Minha Tia Tarcila foi quem primeiro despertou ouvindo meus gemidos.
- Ô meu filho o que se passa?
- Ah Tia, uma dor de dente de lascar, respondi choramingando.
- Deixa eu dar uma olhada. Abri a boca e ela viu meu dente molar do lado direito com um buraco preto no meio. – Fique aqui deitado enquanto preparo um remédio para aliviar essa dor. Saiu arrastando seus chinelos de couro carregando um candeeiro em direção a cozinha. Ouvi barulho de vasilhas sendo manipuladas, folhas secas trituradas e em seguida um cheiro refrescante invadiu a sala. Momentos depois irrompeu de volta trazendo um preparado pastoso que cheirava a hortelã e cânfora. Disse-me para aplicar diretamente no buraco do dente. – Isso vai desinflamar e aliviar a dor. O alívio foi imediato, porém, breve. Logo a dor voltou refazendo seu insuportável arco latejante que tentei sufocar com todas as forças para não voltar a incomodar minha tia.
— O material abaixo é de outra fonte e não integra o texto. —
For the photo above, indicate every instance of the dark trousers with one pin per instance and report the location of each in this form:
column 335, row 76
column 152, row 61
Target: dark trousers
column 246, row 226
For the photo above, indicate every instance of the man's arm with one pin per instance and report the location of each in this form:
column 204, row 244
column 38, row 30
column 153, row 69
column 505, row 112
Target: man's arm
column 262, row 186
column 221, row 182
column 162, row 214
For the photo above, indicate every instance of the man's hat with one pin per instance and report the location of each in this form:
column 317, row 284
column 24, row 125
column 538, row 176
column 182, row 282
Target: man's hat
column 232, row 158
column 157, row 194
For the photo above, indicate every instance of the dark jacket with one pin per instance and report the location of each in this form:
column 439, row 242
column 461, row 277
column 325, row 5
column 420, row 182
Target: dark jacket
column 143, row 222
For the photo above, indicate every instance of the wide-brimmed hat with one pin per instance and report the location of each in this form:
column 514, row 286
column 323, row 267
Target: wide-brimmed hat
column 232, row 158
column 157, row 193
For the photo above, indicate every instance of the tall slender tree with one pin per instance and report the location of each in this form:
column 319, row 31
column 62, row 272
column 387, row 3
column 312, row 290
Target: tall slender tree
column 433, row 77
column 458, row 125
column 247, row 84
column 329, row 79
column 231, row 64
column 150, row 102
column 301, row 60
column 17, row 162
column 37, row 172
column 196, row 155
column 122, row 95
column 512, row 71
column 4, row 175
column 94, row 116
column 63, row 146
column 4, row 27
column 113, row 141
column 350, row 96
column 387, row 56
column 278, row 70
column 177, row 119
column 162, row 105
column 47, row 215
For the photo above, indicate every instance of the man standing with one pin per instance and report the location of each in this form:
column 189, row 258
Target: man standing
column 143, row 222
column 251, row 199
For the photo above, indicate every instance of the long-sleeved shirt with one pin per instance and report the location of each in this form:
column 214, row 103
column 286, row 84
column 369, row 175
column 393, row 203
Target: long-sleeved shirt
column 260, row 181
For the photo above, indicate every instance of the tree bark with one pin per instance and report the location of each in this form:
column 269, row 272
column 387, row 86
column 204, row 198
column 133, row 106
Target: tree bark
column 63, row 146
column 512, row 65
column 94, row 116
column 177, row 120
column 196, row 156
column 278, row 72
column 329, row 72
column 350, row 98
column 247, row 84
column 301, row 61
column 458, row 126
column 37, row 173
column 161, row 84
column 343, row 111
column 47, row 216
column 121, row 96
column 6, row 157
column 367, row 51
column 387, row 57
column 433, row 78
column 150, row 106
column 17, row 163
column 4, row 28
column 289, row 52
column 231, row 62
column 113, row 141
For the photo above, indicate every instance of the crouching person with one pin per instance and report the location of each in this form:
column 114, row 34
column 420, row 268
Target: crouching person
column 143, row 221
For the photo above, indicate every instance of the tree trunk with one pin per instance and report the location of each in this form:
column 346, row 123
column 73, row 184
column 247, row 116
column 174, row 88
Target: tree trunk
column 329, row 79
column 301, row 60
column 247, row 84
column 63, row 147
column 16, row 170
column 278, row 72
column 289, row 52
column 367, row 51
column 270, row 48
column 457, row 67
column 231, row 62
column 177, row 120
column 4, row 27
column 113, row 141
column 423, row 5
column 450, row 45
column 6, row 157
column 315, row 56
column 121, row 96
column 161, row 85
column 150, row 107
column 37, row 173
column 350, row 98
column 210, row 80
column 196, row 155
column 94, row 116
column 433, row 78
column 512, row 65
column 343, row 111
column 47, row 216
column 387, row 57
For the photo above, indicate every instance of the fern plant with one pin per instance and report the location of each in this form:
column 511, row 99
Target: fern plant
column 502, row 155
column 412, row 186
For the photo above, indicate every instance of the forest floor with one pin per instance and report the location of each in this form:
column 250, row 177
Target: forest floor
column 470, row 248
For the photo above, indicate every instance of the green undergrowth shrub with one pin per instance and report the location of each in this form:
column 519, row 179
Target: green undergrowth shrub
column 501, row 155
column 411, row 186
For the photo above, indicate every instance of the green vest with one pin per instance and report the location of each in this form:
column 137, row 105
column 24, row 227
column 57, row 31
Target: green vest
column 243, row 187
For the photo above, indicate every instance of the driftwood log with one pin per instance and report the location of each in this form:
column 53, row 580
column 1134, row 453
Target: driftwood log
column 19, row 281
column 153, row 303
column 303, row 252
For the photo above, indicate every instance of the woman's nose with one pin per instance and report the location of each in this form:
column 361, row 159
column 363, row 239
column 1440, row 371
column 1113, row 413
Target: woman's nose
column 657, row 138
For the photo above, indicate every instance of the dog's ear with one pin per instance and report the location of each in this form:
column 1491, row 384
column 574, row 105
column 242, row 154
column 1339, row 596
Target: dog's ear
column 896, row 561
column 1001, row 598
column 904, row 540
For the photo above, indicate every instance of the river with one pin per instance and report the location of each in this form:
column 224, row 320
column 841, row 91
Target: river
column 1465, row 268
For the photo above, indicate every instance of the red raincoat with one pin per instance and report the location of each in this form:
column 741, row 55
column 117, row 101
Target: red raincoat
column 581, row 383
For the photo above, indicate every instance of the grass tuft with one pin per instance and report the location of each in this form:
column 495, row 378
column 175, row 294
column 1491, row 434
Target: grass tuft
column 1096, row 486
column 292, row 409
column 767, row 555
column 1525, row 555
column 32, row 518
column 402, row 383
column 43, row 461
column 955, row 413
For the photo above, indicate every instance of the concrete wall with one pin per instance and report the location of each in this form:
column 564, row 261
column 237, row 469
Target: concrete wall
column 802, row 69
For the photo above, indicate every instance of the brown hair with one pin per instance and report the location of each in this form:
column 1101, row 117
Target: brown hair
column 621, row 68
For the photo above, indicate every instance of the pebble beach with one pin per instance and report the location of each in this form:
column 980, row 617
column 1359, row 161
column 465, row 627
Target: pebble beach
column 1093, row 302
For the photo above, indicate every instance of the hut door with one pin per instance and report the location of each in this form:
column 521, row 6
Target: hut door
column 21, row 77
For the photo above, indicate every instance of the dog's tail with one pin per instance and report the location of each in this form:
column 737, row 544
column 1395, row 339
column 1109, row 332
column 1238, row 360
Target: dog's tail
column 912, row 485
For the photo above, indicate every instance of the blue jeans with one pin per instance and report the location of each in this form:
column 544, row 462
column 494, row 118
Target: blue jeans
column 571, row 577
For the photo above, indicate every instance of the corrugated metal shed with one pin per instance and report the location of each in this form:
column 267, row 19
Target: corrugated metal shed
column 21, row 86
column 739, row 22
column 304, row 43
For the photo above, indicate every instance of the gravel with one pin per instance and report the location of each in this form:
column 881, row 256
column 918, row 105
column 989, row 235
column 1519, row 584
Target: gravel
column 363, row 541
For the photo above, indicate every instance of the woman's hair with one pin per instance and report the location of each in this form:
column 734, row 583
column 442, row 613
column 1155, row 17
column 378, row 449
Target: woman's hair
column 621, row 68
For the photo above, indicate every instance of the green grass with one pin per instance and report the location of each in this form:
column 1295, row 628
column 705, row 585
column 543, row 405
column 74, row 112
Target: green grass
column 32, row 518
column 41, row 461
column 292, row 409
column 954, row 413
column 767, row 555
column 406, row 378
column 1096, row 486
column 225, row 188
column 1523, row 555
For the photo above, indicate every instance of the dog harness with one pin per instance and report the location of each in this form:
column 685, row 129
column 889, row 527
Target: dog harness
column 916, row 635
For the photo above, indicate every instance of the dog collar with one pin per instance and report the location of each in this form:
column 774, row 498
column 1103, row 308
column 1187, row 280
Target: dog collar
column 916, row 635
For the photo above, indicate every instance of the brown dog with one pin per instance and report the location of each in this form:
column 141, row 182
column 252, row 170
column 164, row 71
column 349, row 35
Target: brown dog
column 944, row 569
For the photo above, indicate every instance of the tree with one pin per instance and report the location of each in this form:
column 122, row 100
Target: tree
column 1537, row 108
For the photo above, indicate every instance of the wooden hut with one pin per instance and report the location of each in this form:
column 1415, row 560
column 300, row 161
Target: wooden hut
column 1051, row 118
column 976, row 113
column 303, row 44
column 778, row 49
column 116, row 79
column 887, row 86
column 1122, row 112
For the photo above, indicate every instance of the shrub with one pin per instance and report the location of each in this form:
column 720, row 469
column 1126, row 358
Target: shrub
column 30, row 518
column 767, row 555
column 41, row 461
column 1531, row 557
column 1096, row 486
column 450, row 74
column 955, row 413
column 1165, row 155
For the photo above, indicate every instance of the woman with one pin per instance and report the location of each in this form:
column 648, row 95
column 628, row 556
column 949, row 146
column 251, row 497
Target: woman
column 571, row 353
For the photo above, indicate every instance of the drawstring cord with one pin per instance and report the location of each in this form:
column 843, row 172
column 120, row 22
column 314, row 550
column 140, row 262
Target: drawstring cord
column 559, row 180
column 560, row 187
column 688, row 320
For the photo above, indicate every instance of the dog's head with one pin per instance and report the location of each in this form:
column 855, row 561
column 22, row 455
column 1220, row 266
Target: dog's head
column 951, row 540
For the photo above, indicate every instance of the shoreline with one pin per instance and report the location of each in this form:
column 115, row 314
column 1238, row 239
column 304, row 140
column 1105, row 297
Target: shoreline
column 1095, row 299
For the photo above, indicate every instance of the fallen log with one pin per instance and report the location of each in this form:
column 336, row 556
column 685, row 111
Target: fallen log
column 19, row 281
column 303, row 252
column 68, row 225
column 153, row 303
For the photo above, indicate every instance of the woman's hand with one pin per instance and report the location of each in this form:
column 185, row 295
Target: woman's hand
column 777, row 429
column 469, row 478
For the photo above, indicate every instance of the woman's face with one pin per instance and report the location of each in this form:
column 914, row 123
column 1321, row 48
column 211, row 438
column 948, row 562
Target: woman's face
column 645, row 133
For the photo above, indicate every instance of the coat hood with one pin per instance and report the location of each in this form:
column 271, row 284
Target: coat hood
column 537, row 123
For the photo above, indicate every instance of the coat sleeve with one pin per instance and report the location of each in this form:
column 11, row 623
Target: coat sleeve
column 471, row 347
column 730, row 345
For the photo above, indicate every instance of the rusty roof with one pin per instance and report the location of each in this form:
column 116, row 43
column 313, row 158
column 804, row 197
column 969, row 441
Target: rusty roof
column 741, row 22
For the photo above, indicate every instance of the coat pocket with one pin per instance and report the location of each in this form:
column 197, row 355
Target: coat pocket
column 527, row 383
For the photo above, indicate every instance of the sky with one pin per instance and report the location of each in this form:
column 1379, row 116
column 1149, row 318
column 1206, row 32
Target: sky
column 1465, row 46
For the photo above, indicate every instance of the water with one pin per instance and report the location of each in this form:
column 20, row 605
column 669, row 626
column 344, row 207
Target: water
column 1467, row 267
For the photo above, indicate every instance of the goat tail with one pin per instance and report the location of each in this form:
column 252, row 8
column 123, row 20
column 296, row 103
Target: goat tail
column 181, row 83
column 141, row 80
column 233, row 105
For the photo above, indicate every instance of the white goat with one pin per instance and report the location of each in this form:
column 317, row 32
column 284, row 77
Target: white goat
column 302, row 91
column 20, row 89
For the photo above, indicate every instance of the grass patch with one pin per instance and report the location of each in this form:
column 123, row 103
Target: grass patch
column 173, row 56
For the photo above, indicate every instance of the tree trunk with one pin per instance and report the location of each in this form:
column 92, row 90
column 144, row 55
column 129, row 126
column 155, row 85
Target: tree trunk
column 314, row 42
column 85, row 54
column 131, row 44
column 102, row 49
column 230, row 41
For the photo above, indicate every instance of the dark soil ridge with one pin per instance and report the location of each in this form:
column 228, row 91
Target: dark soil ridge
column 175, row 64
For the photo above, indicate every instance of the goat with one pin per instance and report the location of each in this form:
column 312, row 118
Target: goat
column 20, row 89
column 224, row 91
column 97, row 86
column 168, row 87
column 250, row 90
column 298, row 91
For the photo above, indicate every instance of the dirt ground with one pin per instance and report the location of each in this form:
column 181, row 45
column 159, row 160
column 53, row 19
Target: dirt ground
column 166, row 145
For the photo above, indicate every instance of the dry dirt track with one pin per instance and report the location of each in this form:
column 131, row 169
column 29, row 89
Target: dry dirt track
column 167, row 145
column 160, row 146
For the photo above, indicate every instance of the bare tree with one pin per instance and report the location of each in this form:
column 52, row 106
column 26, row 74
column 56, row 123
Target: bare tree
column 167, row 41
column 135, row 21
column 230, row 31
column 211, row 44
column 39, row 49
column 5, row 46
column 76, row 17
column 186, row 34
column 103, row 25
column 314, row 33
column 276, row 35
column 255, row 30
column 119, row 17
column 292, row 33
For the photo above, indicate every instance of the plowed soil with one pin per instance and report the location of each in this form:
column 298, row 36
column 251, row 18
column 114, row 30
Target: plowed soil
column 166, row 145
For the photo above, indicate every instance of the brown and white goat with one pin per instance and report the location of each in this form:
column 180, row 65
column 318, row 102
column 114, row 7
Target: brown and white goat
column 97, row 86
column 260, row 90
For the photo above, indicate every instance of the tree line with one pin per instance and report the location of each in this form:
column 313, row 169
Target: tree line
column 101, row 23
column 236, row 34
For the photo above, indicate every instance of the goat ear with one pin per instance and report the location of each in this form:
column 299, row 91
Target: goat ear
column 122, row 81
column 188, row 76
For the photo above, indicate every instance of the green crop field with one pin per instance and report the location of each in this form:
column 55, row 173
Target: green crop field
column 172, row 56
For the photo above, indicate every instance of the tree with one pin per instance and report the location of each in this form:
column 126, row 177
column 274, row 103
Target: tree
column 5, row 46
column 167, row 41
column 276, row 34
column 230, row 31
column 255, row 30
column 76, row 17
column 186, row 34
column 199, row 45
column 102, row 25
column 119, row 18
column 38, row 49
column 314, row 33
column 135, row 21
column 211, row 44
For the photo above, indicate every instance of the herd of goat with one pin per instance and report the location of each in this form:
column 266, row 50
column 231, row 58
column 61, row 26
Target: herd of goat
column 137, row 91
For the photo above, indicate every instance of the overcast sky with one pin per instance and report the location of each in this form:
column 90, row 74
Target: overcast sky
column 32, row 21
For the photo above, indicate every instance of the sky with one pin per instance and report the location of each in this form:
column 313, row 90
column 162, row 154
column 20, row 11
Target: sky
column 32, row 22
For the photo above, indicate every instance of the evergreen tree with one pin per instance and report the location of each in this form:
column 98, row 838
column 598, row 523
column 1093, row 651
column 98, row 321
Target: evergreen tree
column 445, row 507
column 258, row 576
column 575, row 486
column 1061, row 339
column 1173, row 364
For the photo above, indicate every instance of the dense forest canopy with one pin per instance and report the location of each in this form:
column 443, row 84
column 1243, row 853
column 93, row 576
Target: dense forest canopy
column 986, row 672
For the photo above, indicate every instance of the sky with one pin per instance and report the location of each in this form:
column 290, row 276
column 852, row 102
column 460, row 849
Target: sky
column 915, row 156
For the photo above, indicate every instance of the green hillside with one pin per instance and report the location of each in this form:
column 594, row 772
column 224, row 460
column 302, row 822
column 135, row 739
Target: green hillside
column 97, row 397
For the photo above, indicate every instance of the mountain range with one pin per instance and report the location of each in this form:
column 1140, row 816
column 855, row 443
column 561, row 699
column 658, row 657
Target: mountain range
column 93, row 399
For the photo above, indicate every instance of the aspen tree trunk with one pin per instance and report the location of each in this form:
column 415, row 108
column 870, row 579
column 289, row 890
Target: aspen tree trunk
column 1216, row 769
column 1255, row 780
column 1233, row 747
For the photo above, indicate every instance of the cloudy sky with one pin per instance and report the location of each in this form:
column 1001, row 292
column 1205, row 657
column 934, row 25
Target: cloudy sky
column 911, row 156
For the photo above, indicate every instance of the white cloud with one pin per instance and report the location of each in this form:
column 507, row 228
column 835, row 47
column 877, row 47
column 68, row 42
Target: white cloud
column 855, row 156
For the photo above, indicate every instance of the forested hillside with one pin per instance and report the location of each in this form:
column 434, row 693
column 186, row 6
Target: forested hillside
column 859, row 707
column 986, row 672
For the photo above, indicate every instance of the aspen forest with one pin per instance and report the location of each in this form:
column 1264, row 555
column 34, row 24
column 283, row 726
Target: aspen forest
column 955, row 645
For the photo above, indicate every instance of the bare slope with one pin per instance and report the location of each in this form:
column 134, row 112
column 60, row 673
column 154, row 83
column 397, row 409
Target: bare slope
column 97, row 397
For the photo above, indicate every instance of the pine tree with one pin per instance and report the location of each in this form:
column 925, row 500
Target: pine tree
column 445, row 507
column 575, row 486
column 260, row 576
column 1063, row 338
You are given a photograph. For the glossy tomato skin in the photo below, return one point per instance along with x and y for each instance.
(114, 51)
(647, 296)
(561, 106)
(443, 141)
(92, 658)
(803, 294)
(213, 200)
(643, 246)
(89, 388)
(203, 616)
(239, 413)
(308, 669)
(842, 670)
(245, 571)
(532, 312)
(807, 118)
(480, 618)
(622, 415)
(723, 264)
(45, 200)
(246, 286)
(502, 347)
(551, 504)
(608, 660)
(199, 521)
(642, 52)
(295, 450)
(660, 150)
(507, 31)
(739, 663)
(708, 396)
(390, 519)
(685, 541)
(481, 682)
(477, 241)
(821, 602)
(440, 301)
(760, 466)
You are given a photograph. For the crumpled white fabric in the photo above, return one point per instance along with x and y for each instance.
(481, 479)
Porém, o sono de quem já passou dos setenta anos não precisa de muito barulho para ser interrompido. Meu rolar inquieto fazia a esteira de taboa nova chiar sob o meu corpo. E, então a tia reapareceu na sala, desta vez acompanhada por meu tio Antônio. A dor agora me arrancava lágrimas e um choro incontido que preocupou meus tios. Tia Tarcila se aproximou e acariciou-me levemente a cabeça revolvendo meus cabelos dirigindo-me um olhar piedoso enquanto Tio Antônio seguiu resoluto para a cozinha. Daí a instantes saiu com um cigarro artesanal pronto, conhecido como “bazé.” Chamou-me para a varanda da casa e acendendo o “bazé” ofereceu-me sem cerimônia dizendo que era um santo remédio para dor de dente. Sua instrução era que eu deveria “chupar” a fumaça e deixa-la na boca por alguns instantes sem engolir. A esse exercício insólito seguiu-se um acesso de tosse e engasgos. O cheiro forte e o sabor amargo do fumo de corda me fizeram lacrimejar. Fui tomado por uma sensação de tontura e náusea. Logo meu estômago começou a contrair-se e um volume estranho se formou e subiu-me pela garganta. Minha boca expeliu um longo jato de vômito que emporcalhou o chão da varanda. Meus tios me observavam sem demonstrar a menor preocupação. Só me disseram que logo aquilo passaria.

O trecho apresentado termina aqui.